Some $2 billion in wall funding Congress previously earmarked for a new barrier along one of the busiest U.S. border sectors remains available for spending but the Biden administration is allowing those funds to remain idle.
The Washington Examiner reported Friday that a majority of those funds, which were budgeted for 110 miles of new wall and supporting border security technology, are sitting unspent as migrants flood across the sector in the Rio Grande Valley in Texas.
The outlet reported that 89 miles of the wall project are not finished, and though President Joe Biden has ordered an end to wall construction that was funded with money diverted from other line items by former President Donald Trump, this particular project was specifically approved and then funded by Congress.
Most other wall projects that were funded by Congress during Trump’s term have been completed.
One senior Border Patrol agent told the Washington Examiner putting up new wall along the uncompleted stretch costs about $2 million a mile, adding it wasn’t clear why the final 89-mile section isn’t being finished or who will eventually make the decision to do so, while hinting that it could be DHS Secretary Alejandro Mayorkas.
“We work for the government. We work for the Department of Homeland Security, so the secretary,” said the official, who spoke to the outlet on condition of anonymity during a congressional tour of the region earlier in the week.
“He gets his orders from Congress and also from the executive branch, right? But ultimately he’s appointed, right? So he’s our boss. We do what he tells us,” the Border Patrol official added.
One of Biden’s first official acts after taking office in January was to freeze funds that were earmarked for border wall construction. But leading Republicans are moving to force the president to expend the remaining funds on wall construction as Congress instructed when it passed the legislation in the previous budget.
West Virginia Sen. Shelly Moore Capito, the top GOP member of the Senate Appropriations Subcommittee on Homeland Security and the committee’s vice chairman, Sen. Richard Shelby of Alabama, have asked the Government Accountability Office to get involved and make a determination as to whether the administration has violated the Impoundment Control Act after suspending all border wall construction without providing a legal basis to do so. If the GAO finds that Biden did improperly suspend construction, that would be grounds for a lawsuit, the Examiner reported.
“Ten projects totaling 110 miles were slated for this 320-mile stretch of border river. Congress could repurpose the remainder of the $2 billion to fund only technology at the border even though the money was originally meant to cover the cost of the wall, the levee system used to prevent floodwaters from entering towns, roads, and lighting along the wall,” the outlet added.
Construction of walls in the Rio Grande Valley sector first began in the early 2000s when a GOP-controlled Congress provided funding for 55 miles of border sector in the wake of the 9/11 attacks. But that wall, which is just 10 feet high, is in a state of disrepair and not nearly as capable of stopping illegal alien crossing compared to the 30-foot walls being built during the Trump administration.
Typically, when walls go up in one sector, migrants will simply shift to a sector where walls don’t exist or barriers are poor. That is what is happening now; migrants are flooding the Rio Grande Valley sector that remains open after Biden shut down wall construction.

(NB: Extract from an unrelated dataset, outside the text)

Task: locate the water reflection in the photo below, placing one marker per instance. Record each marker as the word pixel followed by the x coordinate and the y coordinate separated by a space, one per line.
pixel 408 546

“When we finished the border wall system, there was a traffic discrepancy […] Seventy percent of our traffic was on the west side, 30 percent was on our east side,” the Border Patrol official told the Examiner. “Well, once we finished that wall, the percentage just started changing.
“And we started gaining control over that east side because we had that infrastructure,” the official added. “In 2019 is when the discrepancy was at its highest […] Ninety-five of all our illegal traffic was now occurring only on our west side, and only 5 percent was on our east side.
“We’ve finished 21 miles over on our west side. And we’re starting to see a shift back. I can tell you this: if we construct the remaining 89 miles, we will gain operational control.”